Nestas coisas de migrações, tamanho não é documento, o colibri-de-pescoço-vermelho pesa 3 gramas e é chamado a “ave-mosca” (na realidade uma das mais pequenas aves do mundo) mas efectua milhares de quilómetros. Antes de partir, engorda bastante (até 6 gramas) para assegurar as indispensáveis reservas. Nidifica no leste dos Estados Unidos, e no Québec, e migra em Agosto e Setembro para o México e Panamá! Este feito notável é realizado com até 80 batimentos de asa por segundo – invisível ao olho humano – e o seu minúsculo coração bate 1440 vezes por minuto!
Em contrapartida, aves enormes como o Pelicano-branco (Pelecanus onocrotalus), com até 3,50 metros de envergadura, deixam os seus locais de criação na Grécia ou no Delta do Danúbio, rumo à África central, todos os anos por volta de Setembro, para regressarem na Primavera!

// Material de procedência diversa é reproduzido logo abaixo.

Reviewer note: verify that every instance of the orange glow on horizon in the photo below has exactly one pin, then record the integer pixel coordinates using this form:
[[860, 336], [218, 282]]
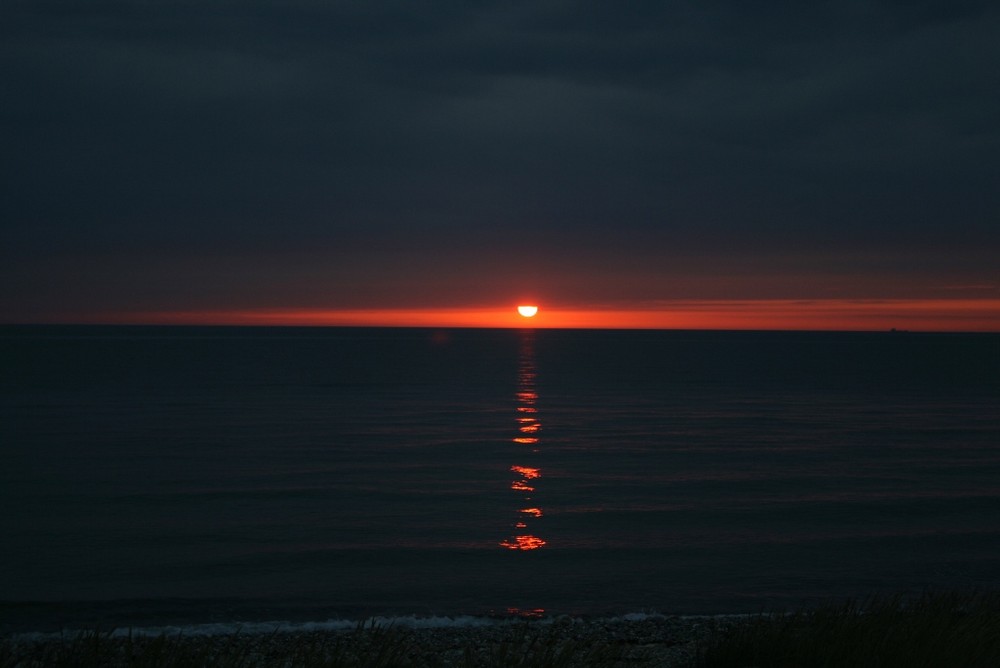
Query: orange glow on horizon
[[527, 311], [523, 543], [944, 315]]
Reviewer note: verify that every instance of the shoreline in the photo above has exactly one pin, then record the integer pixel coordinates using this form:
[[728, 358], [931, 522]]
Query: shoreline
[[654, 640]]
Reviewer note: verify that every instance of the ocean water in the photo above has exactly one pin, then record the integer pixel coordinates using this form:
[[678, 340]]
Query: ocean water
[[197, 475]]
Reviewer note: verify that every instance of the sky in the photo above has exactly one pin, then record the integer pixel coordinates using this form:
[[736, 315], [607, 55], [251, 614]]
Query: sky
[[791, 165]]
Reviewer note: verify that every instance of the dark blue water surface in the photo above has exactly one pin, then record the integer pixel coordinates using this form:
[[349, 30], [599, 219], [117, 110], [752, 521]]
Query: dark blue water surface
[[231, 474]]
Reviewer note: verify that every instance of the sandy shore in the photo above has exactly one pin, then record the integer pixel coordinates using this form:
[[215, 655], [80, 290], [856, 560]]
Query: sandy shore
[[651, 641]]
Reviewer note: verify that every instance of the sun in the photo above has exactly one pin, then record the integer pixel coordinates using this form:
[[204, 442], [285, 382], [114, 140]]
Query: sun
[[527, 311]]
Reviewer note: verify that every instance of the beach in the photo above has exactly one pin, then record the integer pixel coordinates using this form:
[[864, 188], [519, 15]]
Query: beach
[[653, 640]]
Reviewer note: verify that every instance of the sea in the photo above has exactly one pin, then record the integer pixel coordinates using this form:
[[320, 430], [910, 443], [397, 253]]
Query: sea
[[255, 478]]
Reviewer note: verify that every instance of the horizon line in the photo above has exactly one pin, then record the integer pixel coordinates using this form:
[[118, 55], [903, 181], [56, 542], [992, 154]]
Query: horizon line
[[862, 315]]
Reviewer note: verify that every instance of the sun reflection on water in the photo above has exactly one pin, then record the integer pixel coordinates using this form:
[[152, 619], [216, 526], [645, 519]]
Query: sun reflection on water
[[528, 428]]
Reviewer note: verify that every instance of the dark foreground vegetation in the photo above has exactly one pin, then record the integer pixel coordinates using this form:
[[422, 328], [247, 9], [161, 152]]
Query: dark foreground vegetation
[[936, 630]]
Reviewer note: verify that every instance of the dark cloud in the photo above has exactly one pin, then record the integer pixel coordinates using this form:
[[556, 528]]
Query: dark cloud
[[186, 149]]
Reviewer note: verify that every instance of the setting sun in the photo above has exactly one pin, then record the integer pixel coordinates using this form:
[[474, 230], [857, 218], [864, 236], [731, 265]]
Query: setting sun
[[527, 311]]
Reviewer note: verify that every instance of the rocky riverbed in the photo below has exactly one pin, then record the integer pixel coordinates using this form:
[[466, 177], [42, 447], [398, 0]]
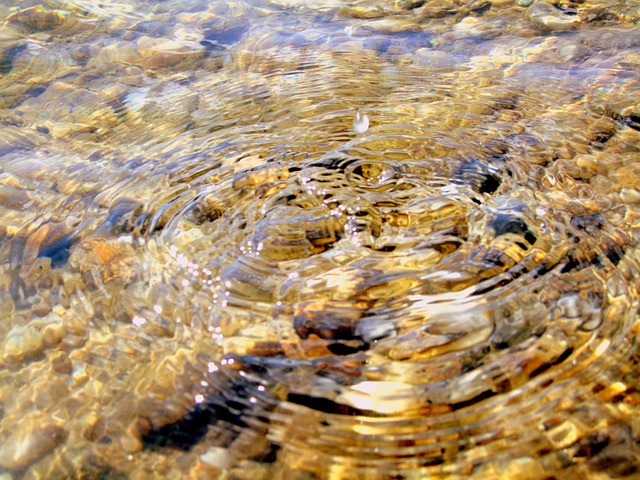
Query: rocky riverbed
[[319, 239]]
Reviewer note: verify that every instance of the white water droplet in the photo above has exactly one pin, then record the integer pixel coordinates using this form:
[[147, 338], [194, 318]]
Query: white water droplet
[[360, 122]]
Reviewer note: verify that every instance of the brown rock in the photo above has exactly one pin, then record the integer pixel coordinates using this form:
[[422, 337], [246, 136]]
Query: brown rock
[[27, 445]]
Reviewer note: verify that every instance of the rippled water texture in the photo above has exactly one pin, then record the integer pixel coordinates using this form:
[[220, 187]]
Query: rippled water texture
[[319, 239]]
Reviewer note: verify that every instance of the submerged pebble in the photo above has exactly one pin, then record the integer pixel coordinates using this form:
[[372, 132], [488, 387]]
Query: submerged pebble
[[204, 241]]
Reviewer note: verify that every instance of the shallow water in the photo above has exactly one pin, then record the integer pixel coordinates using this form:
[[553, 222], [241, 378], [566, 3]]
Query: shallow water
[[304, 240]]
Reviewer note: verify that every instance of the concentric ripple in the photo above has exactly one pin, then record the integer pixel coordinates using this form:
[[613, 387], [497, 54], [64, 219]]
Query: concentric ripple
[[213, 267]]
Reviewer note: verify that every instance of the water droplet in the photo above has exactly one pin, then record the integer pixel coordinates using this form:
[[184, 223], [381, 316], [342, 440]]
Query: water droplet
[[360, 122]]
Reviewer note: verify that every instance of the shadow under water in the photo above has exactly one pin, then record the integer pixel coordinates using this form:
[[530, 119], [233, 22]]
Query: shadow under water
[[319, 239]]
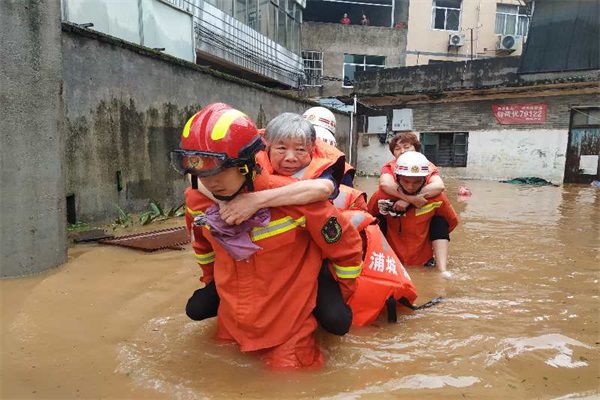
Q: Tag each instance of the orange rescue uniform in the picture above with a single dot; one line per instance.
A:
(267, 300)
(383, 275)
(409, 234)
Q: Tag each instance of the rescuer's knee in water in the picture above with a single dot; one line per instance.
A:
(204, 303)
(334, 315)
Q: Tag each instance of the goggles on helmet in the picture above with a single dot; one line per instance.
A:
(199, 163)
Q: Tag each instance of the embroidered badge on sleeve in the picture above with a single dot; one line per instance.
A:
(331, 231)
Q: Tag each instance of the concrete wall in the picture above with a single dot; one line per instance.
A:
(510, 153)
(336, 39)
(32, 200)
(125, 108)
(494, 151)
(425, 43)
(436, 78)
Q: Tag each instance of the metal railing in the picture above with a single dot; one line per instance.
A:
(222, 36)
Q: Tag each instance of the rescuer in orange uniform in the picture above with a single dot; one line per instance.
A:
(268, 295)
(313, 170)
(411, 233)
(293, 151)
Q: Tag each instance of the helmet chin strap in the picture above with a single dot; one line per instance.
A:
(248, 171)
(411, 194)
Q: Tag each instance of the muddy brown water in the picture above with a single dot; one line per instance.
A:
(519, 319)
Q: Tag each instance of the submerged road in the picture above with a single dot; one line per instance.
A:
(520, 319)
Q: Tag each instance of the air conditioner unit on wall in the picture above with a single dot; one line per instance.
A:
(508, 43)
(456, 39)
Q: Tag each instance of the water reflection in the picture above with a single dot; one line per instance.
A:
(519, 320)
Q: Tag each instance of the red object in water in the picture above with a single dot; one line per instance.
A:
(464, 191)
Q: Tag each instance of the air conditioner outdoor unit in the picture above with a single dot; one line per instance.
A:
(509, 42)
(456, 39)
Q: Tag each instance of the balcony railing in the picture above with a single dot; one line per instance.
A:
(222, 36)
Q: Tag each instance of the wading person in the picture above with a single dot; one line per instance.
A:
(434, 185)
(264, 271)
(293, 151)
(295, 155)
(411, 233)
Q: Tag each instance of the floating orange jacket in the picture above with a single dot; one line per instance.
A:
(269, 298)
(382, 276)
(409, 234)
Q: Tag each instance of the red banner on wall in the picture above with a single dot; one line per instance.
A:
(524, 113)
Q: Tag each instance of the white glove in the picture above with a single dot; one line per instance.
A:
(385, 206)
(447, 275)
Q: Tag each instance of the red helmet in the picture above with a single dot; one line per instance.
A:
(216, 138)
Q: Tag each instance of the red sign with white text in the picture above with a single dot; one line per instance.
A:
(524, 113)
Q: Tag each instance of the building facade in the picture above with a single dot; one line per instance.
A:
(256, 41)
(483, 120)
(333, 51)
(458, 30)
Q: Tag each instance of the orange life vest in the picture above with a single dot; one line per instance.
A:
(350, 199)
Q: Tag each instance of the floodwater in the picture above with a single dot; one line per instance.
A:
(519, 319)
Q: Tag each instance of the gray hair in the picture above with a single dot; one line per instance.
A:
(287, 126)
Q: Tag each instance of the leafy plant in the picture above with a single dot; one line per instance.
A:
(78, 226)
(178, 211)
(156, 213)
(123, 219)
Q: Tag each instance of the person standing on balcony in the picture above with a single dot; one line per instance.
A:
(364, 21)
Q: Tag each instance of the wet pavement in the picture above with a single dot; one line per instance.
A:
(520, 319)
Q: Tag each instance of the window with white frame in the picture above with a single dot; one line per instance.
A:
(357, 62)
(313, 67)
(513, 19)
(446, 15)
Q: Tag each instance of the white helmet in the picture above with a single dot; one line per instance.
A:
(321, 117)
(412, 163)
(325, 136)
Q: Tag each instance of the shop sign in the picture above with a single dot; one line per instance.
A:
(520, 113)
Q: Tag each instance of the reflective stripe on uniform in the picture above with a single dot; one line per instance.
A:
(347, 272)
(427, 208)
(340, 200)
(193, 213)
(357, 219)
(205, 258)
(276, 227)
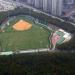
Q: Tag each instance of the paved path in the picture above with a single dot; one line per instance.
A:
(24, 51)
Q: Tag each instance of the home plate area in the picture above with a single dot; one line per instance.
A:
(22, 25)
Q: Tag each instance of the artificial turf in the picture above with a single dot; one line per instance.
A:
(35, 38)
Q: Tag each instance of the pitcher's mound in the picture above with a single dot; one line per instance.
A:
(22, 25)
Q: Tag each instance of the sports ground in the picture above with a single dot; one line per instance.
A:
(23, 34)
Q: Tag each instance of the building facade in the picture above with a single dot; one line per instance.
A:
(54, 7)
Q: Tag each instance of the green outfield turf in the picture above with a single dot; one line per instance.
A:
(35, 38)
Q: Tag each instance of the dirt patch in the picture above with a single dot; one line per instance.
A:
(22, 25)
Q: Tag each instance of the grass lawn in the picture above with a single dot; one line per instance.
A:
(35, 38)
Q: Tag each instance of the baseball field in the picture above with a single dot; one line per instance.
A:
(23, 34)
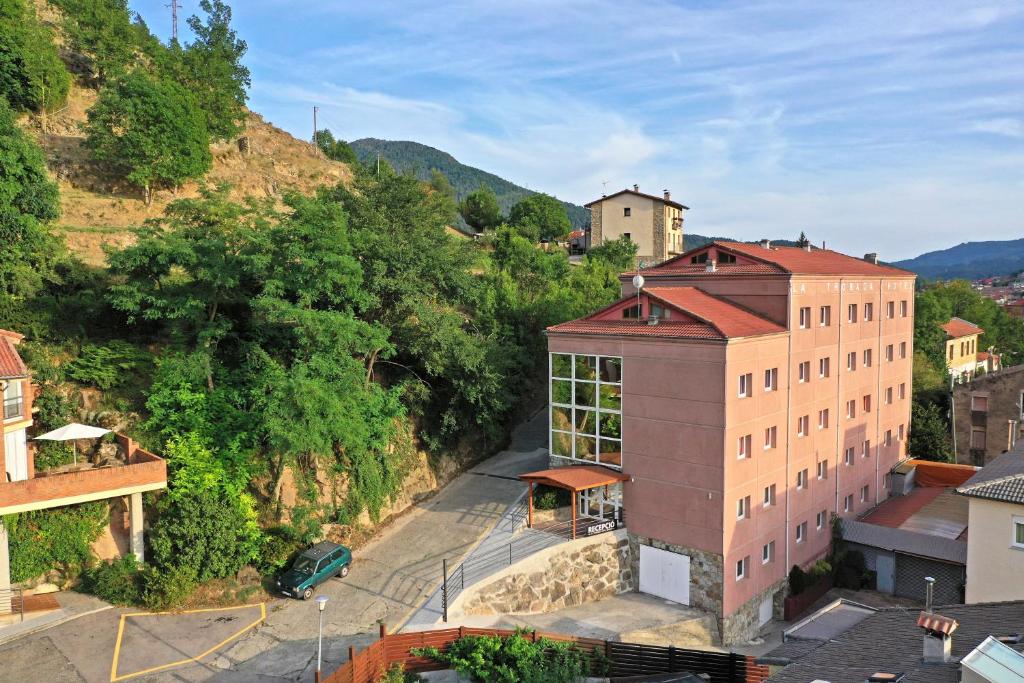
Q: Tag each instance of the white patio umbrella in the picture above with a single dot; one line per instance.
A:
(72, 432)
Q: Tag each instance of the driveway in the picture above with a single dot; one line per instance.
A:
(390, 578)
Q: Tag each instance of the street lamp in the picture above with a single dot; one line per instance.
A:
(321, 605)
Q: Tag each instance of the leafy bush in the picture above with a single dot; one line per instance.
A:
(60, 538)
(550, 498)
(168, 588)
(515, 658)
(119, 582)
(798, 581)
(109, 365)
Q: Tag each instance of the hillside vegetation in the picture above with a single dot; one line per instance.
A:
(421, 160)
(970, 260)
(292, 354)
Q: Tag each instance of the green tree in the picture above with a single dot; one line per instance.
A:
(480, 210)
(32, 75)
(28, 202)
(151, 131)
(540, 217)
(336, 150)
(213, 71)
(929, 436)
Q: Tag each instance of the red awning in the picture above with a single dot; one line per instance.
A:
(576, 477)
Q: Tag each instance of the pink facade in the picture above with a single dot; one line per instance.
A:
(685, 425)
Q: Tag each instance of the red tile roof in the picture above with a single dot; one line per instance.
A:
(716, 318)
(11, 365)
(793, 260)
(727, 317)
(957, 327)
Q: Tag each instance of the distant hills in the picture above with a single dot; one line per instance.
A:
(421, 159)
(970, 260)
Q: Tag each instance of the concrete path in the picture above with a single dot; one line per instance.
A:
(391, 577)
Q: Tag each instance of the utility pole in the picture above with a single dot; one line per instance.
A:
(315, 141)
(174, 18)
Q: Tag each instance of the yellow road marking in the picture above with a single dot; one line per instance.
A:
(121, 627)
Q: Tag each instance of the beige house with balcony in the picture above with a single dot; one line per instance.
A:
(125, 474)
(995, 541)
(654, 223)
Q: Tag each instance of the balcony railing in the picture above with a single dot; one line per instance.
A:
(13, 408)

De certas aves do alto-mar dir-se-ia que procuram o mínimo contacto possível com a terra. Uma espécie de albatroz (Diomedia exalans), um gigante com 3,6 metros de envergadura, passa cerca de 90% da sua vida sobre os mares. Deixa o ninho aos 9 meses e só regressa a terra com sete anos de idade para se reproduzir. Pode fazer várias voltas ao mundo entre duas épocas de reprodução, nas ilhas geladas do Antárctico – conforme foi comprovado através de rastreio por satélite.
O hoje quase extinto maçarico – de-bico-fino (Numenius tenuirostris) nidifica nas estepes inundadas do oeste da Sibéria e passa o Inverno em zonas húmidas de Marrocos. Este padrão não é inabitual. Outras aves, porém, dão-nos ainda maiores lições de geografia: o chasco-cinzento (Oenanthe oenanthe) nidifica ao longo de uma vasta distribuição geográfica, que inclui quase toda a Europa e Ásia e boa parte da América do Norte. Todos estes chascos invernam na África subsaariana. Para as populações deste pequeno pássaro (do tamanho do pardal) que vivem no Canadá, a odisseia é impressionante: atravessam o estreito de Bering cruzando todo o espaço siberiano/russo até dobrarem para sul, por volta do mar Aral, atravessando o Médio Oriente, provavelmente pelo Suez, e penetram em África até às regiões do centro e sul!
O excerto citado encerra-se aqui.